DELIAR NOER


 Profile:[1]
Deliar Noer (lahir di Medan, Sumatera Utara, 9 Februari 1926 – meninggal di Jakarta, 18 Juni 2008 pada umur 82 tahun), adalah seorang dosen, pemikir, peneliti, dan politikus asal Indonesia. Ia pernah menjabat sebagai rektor IKIP Jakarta, pendiri dan ketua umum Partai Umat Islam. Deliar merupakan sedikit dari intelektual dan ilmuwan politik yang memiliki integritas tinggi dan aktif menulis. Ia juga merupakan salah seorang perintis dasar-dasar pengembangan ilmu politik di Indonesia.

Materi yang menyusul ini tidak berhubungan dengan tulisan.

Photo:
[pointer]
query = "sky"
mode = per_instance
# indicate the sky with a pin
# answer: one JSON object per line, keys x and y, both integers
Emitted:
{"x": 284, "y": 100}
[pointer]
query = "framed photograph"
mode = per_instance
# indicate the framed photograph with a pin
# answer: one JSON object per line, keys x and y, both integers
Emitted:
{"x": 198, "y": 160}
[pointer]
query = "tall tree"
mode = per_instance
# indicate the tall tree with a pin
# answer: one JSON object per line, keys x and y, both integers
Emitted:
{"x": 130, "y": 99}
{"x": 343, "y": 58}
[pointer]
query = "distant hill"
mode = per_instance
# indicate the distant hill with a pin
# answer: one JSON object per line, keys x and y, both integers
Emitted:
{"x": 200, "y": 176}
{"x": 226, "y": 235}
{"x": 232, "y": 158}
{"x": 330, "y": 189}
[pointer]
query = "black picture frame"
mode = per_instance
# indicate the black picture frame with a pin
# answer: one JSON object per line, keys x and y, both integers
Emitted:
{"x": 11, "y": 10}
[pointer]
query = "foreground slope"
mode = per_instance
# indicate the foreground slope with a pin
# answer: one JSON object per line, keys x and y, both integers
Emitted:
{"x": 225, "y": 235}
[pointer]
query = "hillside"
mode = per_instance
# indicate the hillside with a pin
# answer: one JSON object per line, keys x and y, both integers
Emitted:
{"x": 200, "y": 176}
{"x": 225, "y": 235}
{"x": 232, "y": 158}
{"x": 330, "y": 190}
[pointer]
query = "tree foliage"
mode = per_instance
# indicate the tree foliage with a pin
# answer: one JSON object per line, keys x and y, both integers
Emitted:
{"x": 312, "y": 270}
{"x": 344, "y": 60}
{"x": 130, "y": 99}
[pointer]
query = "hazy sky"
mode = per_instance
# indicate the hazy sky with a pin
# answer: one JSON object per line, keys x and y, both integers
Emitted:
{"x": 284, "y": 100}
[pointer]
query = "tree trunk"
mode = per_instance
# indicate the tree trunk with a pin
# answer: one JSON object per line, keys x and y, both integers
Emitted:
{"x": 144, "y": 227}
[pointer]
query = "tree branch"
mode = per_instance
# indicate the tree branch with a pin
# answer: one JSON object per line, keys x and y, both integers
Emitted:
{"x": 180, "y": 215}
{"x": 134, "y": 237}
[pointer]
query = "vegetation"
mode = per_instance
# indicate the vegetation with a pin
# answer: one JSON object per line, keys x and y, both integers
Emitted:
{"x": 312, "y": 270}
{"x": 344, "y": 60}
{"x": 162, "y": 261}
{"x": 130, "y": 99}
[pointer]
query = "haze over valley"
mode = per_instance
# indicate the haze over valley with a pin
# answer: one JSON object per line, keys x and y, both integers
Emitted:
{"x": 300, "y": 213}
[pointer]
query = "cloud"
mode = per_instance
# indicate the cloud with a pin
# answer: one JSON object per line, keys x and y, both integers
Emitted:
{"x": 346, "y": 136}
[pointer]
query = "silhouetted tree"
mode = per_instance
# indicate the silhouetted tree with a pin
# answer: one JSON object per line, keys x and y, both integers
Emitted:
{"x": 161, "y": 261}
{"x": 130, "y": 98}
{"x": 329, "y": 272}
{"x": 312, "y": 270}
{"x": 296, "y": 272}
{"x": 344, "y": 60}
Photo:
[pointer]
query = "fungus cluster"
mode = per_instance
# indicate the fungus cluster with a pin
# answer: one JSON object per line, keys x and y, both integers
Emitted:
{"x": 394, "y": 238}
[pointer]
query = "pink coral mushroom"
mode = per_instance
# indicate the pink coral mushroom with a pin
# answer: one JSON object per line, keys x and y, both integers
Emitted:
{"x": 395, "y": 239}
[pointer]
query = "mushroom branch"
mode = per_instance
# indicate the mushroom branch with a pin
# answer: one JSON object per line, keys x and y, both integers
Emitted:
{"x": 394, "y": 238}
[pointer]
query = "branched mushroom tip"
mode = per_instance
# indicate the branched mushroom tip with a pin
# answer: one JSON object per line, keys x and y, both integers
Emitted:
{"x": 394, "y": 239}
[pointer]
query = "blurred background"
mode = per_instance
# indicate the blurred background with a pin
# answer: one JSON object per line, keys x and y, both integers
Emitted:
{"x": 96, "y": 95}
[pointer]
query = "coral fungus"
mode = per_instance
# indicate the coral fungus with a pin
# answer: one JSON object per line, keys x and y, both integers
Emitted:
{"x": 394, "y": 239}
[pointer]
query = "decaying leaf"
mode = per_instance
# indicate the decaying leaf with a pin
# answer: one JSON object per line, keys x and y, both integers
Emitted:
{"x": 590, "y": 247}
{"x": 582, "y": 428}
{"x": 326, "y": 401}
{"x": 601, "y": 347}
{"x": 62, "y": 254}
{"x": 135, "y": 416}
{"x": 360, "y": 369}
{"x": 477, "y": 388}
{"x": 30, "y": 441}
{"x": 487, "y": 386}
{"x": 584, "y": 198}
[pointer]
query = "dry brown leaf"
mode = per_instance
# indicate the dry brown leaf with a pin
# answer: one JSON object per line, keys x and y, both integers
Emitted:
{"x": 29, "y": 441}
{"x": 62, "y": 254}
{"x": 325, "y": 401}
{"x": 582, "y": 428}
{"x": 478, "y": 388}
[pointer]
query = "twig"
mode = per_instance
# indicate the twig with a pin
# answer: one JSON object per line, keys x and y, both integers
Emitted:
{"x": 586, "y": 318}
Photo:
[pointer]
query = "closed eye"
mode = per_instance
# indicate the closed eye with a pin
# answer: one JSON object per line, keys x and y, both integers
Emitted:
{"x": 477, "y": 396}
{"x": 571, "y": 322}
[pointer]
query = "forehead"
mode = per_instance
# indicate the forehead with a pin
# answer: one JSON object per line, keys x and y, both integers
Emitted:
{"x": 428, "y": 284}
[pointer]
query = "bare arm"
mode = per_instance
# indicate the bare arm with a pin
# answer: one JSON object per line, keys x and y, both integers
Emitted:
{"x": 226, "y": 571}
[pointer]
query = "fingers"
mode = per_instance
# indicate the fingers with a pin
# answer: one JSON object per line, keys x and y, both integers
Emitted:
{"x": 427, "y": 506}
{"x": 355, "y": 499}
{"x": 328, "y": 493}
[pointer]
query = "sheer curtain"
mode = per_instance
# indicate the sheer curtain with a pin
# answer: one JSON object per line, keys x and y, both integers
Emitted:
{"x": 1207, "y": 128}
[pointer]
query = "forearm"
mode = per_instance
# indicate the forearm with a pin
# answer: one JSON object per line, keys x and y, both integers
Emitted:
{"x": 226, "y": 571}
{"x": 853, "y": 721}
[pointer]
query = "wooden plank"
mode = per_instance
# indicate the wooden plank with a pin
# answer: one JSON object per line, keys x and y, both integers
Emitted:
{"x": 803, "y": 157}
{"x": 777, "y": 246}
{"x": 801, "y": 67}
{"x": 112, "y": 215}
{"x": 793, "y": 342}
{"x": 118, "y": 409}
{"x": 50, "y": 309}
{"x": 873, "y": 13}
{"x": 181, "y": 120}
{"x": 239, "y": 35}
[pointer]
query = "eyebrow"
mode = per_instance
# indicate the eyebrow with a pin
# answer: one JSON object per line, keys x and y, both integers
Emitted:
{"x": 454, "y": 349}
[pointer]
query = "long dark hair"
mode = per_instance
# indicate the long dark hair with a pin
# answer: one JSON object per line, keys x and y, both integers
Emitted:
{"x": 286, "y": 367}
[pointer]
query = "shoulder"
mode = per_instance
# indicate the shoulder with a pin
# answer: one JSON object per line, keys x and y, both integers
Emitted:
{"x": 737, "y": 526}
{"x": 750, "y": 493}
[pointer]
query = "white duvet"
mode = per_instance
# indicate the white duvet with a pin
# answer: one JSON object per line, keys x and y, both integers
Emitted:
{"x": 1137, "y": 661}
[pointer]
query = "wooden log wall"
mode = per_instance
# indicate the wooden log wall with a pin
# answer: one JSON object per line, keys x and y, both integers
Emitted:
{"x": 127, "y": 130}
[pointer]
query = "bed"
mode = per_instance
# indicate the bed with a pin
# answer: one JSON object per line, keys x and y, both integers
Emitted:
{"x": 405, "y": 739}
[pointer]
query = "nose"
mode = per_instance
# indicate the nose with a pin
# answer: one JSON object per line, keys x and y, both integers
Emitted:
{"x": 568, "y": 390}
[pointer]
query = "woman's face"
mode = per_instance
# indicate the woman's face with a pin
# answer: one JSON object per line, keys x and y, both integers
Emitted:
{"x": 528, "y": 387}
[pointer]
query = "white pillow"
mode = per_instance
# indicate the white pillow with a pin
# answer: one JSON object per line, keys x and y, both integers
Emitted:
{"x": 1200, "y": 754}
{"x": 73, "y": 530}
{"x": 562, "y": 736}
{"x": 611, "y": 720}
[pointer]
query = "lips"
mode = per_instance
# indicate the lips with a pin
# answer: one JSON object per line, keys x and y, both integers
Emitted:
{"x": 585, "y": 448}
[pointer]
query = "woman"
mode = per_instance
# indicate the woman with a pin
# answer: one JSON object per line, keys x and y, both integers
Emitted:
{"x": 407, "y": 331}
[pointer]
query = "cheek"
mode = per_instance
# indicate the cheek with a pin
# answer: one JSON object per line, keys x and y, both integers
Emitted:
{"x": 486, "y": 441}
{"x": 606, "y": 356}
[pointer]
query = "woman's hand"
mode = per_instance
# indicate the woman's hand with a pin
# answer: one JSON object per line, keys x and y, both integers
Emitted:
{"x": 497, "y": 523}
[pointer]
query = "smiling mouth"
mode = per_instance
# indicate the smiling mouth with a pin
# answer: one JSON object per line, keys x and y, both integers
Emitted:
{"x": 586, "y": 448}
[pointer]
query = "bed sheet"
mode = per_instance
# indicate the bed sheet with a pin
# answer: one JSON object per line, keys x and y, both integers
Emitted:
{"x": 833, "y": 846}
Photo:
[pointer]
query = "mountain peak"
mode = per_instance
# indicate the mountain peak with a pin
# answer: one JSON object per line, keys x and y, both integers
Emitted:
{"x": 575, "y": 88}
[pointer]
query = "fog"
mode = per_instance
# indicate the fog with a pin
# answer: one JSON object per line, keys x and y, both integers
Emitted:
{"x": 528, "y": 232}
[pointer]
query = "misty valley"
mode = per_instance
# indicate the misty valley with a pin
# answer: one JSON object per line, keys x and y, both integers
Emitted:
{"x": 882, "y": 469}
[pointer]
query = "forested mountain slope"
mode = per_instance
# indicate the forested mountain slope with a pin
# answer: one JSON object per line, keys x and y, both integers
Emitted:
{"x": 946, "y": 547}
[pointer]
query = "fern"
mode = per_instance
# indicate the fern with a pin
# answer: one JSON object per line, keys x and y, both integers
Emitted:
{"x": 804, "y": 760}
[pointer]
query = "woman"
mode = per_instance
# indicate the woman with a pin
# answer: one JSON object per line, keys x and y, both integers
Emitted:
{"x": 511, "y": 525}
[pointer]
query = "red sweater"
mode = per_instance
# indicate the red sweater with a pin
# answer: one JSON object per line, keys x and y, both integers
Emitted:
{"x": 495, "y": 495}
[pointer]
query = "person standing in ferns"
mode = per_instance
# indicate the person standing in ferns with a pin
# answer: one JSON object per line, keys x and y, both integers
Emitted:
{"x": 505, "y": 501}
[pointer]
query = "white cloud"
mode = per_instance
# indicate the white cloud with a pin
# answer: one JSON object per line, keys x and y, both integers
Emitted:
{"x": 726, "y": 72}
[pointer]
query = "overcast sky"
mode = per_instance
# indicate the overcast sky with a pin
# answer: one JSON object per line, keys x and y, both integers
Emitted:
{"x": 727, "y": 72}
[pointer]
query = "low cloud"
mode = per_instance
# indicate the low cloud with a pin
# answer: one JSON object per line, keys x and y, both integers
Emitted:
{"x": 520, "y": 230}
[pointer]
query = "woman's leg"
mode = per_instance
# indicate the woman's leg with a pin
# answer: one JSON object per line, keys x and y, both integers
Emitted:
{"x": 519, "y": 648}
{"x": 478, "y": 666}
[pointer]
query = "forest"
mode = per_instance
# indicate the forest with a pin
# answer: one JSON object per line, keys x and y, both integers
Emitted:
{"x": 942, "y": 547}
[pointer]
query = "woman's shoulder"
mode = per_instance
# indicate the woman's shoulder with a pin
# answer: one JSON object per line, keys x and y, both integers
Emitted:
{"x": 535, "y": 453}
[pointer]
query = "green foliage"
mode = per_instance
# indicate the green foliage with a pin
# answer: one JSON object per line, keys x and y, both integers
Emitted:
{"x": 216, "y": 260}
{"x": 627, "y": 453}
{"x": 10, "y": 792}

Deliar Noer lahir dari orang tua yang berasal dari Pakan Kamih, Tilatang Kamang, Agam, Sumatera Barat. Ia adalah anak kedua dari tiga bersaudara. Ayahnya, Noer bin Joesof, merupakan kepala pegadaian di Medan, Sumatera Utara. Pada mulanya ia diberi nama Muhammad Zubair. Namun karena sering sakit-sakitan, namanya diganti menjadi Deliar.
Karena hidup berpindah-pindah, maka ia bersekolah di berbagai tempat. Dia mendapatkan pendidikan di HIS Taman Siswa Tebing Tinggi, MULO Bukittinggi, INS Kayutanam, Tyugakko di Medan, dan SMT (Kolese Kanisius) di Jakarta. Setelah lulus dari SMT, ia melanjutkan pendidikannya ke Universitas Nasional. Setelah memperoleh gelar sarjana, ia terus ke Cornell University, Amerika Serikat untuk mengambil gelar master (1960) dan doktor (1963). Melalui disertasinya yang berjudul : Gerakan Islam Modernis di Indonesia 1900-1942, ia menjadi orang Indonesia pertama yang memperoleh gelar Ph.D. dalam ilmu politik.
Deliar Noer mengawali kariernya sebagai penyiar RRI pada tahun 1947. Pekerjaan ini dilakoninya untuk membiayai pendidikannya. Setelah itu ia pergi ke Singapura menjadi staf perwakilan Departemen Perdagangan RI. Ia pernah menjadi wartawan koran "Berita Indonesia" dan majalah bulanan "Nusantara".
Tahun 1950 ia ditunjuk menjadi Ketua Umum Himpunan Mahasiswa Islam (HMI) cabang Jakarta. Tiga tahun kemudian ia terpilih sebagai Ketua Umum Pengurus Besar HMI. Dari organisasi inilah kemudian ia berkenalan dengan tokoh-tokoh nasional seperti Hamka, Natsir, dan Mohammad Roem.
Tahun 1951 ia bekerja sebagai staf Departemen Luar Negeri. Sepulang dari Amerika Serikat pada tahun 1963 ia menjadi dosen di Universitas Sumatera Utara. Di universitas ini ia hanya mengajar selama dua tahun sebelum akhirnya diberhentikan oleh Syarif Thayeb, yang menjabat sebagai Menteri Ilmu Pengetahuan Alam dan Pendidikan. Ia dituduh subversi dan dianggap sebagai kaki tangan Amerika Serikat.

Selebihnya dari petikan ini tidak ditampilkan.